15 septiembre, 2004

De la greña como faro de luz

Bien dicen que el no conoce a dios a cualquier barbón se le hinca y en los medios del new age, ¡ay! lo que abundan son barbones. Quién sabe porqué sea así, pero es barbón el espamero mayor, barbón Jaimito Mausán, como también son barbones los sedicentes guruses de la Gran Fraternidad Universal.


Quizá este afán de no rasurarse sea en obediencia a Levíticos 19:27, que recomienda no cortarse la barba ni el pelo, pero también hemos oído otras explicaciones.


Por ejemplo, hay quien asegura que el pelo humano tiene la función de captar la energía cósmica (si bien no explican qué rayos sea eso... ¡un momento! por ahí he oído hablar de los rayos cósmicos, ¿se referirán a lo mismo?) y, por lo tanto, mientras más largo sea el cabello, más energía recibe el individuo. De este modo, muchos andan como con una parabólica en la cabeza, supuestamente recibiendo rayos, señales o energía cósmica, lo que quizá explique también la mirada perdida que suelen tener estos sujetos.

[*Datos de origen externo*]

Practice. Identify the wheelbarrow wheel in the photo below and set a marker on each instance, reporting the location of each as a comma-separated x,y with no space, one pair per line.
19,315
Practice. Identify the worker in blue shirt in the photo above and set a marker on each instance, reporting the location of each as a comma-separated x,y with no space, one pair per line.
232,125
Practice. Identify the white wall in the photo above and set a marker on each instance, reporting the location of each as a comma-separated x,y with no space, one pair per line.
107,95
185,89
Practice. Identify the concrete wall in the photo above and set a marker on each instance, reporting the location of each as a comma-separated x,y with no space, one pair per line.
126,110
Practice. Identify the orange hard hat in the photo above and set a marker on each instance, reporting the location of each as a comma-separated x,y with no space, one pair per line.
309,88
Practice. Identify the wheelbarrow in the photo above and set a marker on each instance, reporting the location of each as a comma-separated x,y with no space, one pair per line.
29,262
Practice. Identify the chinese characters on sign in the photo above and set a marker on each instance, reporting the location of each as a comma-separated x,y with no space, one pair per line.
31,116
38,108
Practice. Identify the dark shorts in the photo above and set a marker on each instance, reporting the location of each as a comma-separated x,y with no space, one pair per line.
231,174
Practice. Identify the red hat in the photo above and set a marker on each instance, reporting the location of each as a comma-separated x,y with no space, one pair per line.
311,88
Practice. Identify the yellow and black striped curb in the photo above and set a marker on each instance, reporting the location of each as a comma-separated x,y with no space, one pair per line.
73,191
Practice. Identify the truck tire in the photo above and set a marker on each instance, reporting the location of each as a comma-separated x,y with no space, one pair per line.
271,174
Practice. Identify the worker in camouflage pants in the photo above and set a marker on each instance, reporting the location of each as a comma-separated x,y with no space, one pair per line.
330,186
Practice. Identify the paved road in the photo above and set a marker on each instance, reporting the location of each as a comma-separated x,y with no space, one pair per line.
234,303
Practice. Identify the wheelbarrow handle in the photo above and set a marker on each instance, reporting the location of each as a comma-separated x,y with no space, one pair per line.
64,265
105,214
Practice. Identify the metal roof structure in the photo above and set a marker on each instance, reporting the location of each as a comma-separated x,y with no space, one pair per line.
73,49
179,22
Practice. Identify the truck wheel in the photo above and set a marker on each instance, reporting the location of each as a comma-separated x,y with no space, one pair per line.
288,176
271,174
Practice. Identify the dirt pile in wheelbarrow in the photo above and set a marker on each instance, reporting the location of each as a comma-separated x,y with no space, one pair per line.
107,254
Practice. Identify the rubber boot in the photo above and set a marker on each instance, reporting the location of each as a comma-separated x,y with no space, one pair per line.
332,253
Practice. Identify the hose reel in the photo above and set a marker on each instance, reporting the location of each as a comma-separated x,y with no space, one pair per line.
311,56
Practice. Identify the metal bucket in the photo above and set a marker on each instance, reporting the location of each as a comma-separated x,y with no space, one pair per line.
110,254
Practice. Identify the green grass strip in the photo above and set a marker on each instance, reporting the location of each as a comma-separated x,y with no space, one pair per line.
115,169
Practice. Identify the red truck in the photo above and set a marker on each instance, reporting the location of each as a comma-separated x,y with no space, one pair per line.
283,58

Pero no todos son barbones ni greñudos: Gurdjieff era calvo como bola de billar y siempre se le ve bien rasurado en las fotos, con excepción de un mostachón de puntas afiladas que, quizá en su caso, le bastara para recibir las tales señales cósmicas. Krishnamurti también se rasuraba debidamente, como aconsejaban los anuncios de Gillette, y ahora que lo pienso, en la tradición budista la onda más bien es andar con toda la cabeza rasurada, tanto los hombres como las mujeres. Y no creo que un sanyasín hinduista sea más iluminado por andar barbón y greñudo que un bikku budista, que anda con la cabeza al rape.


Entonces, si el pelo y la barba no tienen nada que ver con el grado de iluminación, ¿será que en efecto quienes se los dejan crecer lo hacen con la esperanza de que algún despistado se les hinque?